3. Task in the following days:
Because we almost had nothing about Matching in our previous paper for ICDE, we have to make a general survey of the Matching. According to Dr.Candan's suggestion, some papers should be read and a direction is supposed to be decided before we go ahead. 
We have at least two options: 
1) Integrating other people's work into ours, if it's suitable to be used;
2) Considering the way of changing our model. 
 

In the morning, I have a meeting with Dr.Candan. The main topic is about my research. 
First, I showed him with the simple implementation I made for the potential demo for icde2007. He gave me some good suggestions:
1. Introducing RDF as the form of file to store important information in the application, such as the assertions, the graph etc. 
2. It's better to display all vertices in the graph with the layout of hierarchical structure, like a tree. For the moment, the package of JUNG does not provide the relevant support. However, there are some solutions. 

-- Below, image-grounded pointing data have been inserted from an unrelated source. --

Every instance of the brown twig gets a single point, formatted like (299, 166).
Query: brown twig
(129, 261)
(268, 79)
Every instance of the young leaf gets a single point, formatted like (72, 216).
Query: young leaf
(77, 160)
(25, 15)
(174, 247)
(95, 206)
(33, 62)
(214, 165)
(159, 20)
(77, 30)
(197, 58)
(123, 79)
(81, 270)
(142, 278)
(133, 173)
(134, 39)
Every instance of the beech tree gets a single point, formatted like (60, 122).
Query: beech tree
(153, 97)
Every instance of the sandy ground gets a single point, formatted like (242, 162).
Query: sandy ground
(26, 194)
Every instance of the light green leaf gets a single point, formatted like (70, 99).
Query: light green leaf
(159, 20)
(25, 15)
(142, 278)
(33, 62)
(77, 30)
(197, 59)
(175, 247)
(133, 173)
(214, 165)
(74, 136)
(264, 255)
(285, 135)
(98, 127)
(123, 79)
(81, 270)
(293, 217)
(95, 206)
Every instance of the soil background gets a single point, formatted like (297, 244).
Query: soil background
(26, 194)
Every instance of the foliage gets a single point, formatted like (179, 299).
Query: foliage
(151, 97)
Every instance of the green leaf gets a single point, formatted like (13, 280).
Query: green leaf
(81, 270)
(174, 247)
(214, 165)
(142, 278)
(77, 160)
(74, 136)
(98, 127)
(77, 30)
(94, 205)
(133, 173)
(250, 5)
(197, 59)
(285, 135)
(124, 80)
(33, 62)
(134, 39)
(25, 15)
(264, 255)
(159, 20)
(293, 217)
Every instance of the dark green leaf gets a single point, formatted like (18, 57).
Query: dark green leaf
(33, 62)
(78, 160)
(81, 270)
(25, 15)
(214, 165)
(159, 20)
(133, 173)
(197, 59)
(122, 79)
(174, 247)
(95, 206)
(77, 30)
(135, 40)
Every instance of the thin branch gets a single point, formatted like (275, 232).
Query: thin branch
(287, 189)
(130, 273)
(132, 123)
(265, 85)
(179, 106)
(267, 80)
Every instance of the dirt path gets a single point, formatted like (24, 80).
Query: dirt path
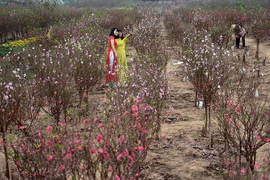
(184, 153)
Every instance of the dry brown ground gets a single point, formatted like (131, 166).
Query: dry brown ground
(184, 155)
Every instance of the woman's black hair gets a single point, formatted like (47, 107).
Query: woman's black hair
(119, 30)
(112, 32)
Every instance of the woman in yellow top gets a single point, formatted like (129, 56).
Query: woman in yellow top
(121, 55)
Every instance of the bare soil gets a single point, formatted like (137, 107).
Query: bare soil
(184, 153)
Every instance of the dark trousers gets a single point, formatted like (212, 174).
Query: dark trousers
(238, 41)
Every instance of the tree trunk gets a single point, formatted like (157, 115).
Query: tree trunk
(257, 51)
(6, 153)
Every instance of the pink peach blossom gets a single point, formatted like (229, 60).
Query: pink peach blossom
(49, 128)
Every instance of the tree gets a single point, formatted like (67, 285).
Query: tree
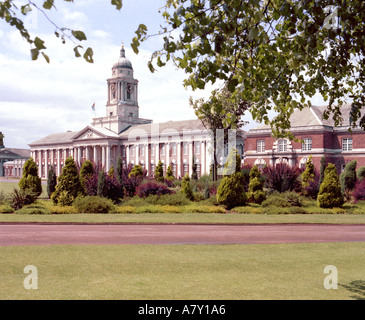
(222, 111)
(255, 192)
(169, 174)
(51, 181)
(308, 174)
(348, 178)
(69, 184)
(30, 179)
(330, 194)
(230, 192)
(159, 172)
(10, 11)
(87, 170)
(275, 54)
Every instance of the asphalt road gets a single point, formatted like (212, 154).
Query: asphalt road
(61, 234)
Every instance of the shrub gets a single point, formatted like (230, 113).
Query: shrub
(30, 179)
(330, 195)
(186, 188)
(282, 178)
(360, 173)
(152, 188)
(308, 174)
(359, 191)
(68, 182)
(62, 210)
(93, 204)
(159, 172)
(169, 174)
(125, 209)
(230, 192)
(255, 192)
(5, 208)
(51, 181)
(348, 178)
(33, 209)
(87, 170)
(20, 198)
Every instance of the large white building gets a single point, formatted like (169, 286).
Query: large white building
(122, 133)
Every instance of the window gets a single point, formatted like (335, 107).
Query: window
(197, 147)
(346, 144)
(260, 145)
(307, 144)
(282, 145)
(173, 149)
(185, 147)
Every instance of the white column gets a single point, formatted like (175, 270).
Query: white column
(178, 175)
(202, 158)
(167, 154)
(107, 158)
(103, 157)
(58, 162)
(157, 153)
(40, 163)
(87, 153)
(46, 164)
(137, 153)
(190, 160)
(127, 155)
(147, 159)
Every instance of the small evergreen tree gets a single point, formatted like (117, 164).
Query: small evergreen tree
(308, 174)
(101, 191)
(87, 170)
(322, 168)
(194, 174)
(186, 187)
(169, 174)
(255, 192)
(330, 194)
(159, 172)
(69, 184)
(231, 191)
(30, 180)
(348, 178)
(51, 181)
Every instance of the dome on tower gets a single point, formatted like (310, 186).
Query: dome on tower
(122, 62)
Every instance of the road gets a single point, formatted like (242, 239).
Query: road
(62, 234)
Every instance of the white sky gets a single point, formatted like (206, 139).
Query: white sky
(38, 99)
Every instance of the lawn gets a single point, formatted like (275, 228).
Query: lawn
(280, 271)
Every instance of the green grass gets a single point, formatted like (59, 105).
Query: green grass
(280, 271)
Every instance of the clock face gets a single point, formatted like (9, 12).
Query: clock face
(129, 88)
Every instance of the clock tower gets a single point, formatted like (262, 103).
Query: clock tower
(122, 108)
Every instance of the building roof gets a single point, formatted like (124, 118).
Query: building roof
(313, 116)
(62, 137)
(169, 127)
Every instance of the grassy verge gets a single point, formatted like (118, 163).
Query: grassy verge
(280, 271)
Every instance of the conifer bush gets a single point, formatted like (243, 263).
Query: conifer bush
(348, 178)
(51, 181)
(255, 192)
(186, 188)
(69, 184)
(330, 194)
(30, 179)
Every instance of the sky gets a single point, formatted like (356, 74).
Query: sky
(38, 99)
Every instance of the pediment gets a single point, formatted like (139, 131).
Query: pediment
(89, 133)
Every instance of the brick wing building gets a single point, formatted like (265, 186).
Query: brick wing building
(319, 138)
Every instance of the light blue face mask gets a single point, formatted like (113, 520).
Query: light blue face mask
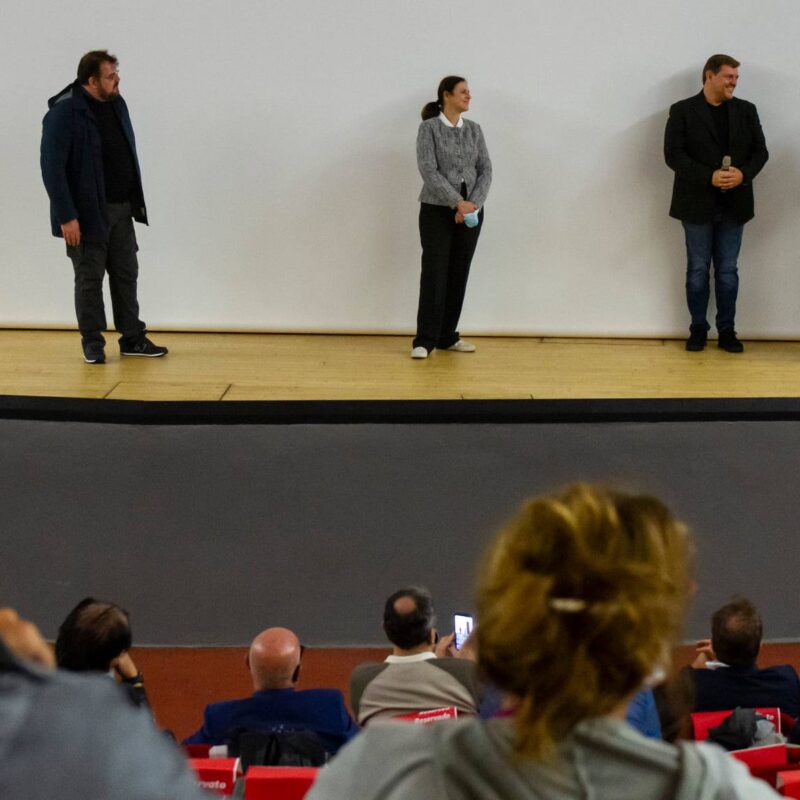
(471, 219)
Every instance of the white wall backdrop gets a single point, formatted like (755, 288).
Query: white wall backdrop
(277, 146)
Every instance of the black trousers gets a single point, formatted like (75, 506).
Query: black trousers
(117, 256)
(447, 250)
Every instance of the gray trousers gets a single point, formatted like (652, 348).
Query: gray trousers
(117, 256)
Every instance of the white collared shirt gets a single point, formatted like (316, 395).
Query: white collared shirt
(443, 118)
(424, 656)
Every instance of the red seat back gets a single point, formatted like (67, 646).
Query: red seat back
(435, 715)
(788, 783)
(216, 774)
(278, 783)
(197, 750)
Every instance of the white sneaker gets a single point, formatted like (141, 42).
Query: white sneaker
(462, 347)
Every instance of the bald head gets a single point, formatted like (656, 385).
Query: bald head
(408, 619)
(274, 659)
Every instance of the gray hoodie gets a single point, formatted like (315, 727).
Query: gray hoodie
(605, 759)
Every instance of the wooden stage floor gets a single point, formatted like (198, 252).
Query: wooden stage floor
(230, 366)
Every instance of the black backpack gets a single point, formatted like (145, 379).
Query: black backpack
(277, 748)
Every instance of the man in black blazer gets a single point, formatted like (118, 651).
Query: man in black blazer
(715, 145)
(726, 674)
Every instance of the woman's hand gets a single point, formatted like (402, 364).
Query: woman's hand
(465, 207)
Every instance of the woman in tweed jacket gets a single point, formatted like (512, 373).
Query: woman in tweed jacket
(456, 170)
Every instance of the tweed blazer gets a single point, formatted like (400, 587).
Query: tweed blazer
(448, 156)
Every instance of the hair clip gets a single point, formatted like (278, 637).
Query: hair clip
(567, 605)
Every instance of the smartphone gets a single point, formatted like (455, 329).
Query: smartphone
(462, 625)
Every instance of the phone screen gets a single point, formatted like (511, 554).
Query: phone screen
(462, 625)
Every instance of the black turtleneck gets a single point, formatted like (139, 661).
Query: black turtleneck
(119, 170)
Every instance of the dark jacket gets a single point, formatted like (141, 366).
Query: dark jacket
(72, 164)
(318, 710)
(693, 150)
(749, 687)
(75, 737)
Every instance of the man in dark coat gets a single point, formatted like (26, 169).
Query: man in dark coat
(716, 147)
(91, 173)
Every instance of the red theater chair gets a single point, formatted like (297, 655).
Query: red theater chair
(216, 774)
(426, 717)
(278, 783)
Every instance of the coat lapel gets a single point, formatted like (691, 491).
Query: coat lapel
(702, 111)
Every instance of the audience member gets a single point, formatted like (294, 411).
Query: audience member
(67, 737)
(726, 674)
(96, 637)
(414, 677)
(580, 601)
(642, 714)
(274, 664)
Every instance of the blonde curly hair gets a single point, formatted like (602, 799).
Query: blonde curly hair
(580, 598)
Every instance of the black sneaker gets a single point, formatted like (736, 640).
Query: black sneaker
(142, 348)
(729, 342)
(697, 340)
(93, 353)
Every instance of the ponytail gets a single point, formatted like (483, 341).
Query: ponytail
(431, 110)
(434, 108)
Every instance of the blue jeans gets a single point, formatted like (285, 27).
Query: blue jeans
(721, 241)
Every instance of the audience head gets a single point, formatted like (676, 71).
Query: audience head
(92, 636)
(446, 87)
(274, 659)
(580, 599)
(408, 618)
(90, 65)
(715, 63)
(736, 631)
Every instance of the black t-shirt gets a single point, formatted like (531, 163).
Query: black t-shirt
(119, 169)
(722, 125)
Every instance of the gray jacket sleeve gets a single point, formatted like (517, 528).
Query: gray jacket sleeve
(483, 167)
(429, 168)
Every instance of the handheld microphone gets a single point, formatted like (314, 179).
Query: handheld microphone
(726, 165)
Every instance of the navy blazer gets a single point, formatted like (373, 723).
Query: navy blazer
(72, 164)
(692, 148)
(319, 710)
(749, 687)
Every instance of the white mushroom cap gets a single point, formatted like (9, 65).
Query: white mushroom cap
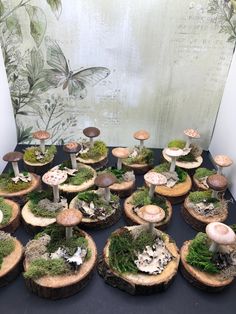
(220, 233)
(155, 178)
(54, 177)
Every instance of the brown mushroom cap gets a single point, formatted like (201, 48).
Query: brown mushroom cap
(69, 217)
(141, 135)
(223, 160)
(151, 213)
(13, 156)
(120, 152)
(41, 135)
(104, 180)
(72, 148)
(91, 132)
(217, 182)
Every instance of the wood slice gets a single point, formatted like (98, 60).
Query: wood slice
(57, 287)
(14, 221)
(140, 284)
(199, 222)
(90, 223)
(12, 264)
(34, 224)
(198, 278)
(133, 219)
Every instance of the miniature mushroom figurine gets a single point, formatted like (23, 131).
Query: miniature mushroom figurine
(151, 214)
(190, 133)
(105, 180)
(91, 132)
(219, 234)
(154, 179)
(120, 153)
(14, 157)
(72, 148)
(222, 161)
(42, 136)
(54, 178)
(217, 183)
(69, 218)
(142, 136)
(173, 153)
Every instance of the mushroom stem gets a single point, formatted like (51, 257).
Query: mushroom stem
(15, 168)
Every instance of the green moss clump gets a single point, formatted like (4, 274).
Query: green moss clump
(203, 172)
(6, 210)
(199, 255)
(98, 150)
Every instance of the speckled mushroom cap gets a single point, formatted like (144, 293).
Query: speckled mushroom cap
(91, 132)
(72, 148)
(220, 233)
(41, 135)
(54, 177)
(13, 156)
(155, 178)
(151, 213)
(141, 135)
(223, 160)
(69, 217)
(192, 133)
(104, 180)
(120, 152)
(217, 182)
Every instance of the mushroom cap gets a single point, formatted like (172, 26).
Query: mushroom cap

For example, we could use MST (Minimal Spanning Tree) algorithm to construct a virtual tree from the original graph, and use this virtual tree as the input of the algorithm to visualize tree structure provided by JUNG. The positions of all vertices could be obtained at last, to modify the original graph to be tree-like.
When MST is concerned, we need be careful to select the root of the virtual tree. (Maybe the number of fan-in or fan-out can be clue!)
On the other hand, we also talk about how to display over one sub-trees in the graph. 

3. Dr.Candan assigned two papers to me, which are in the reference in the cleandb paper. 
4. He also asked me to give the slides for his presentation in CleanDB for our paper.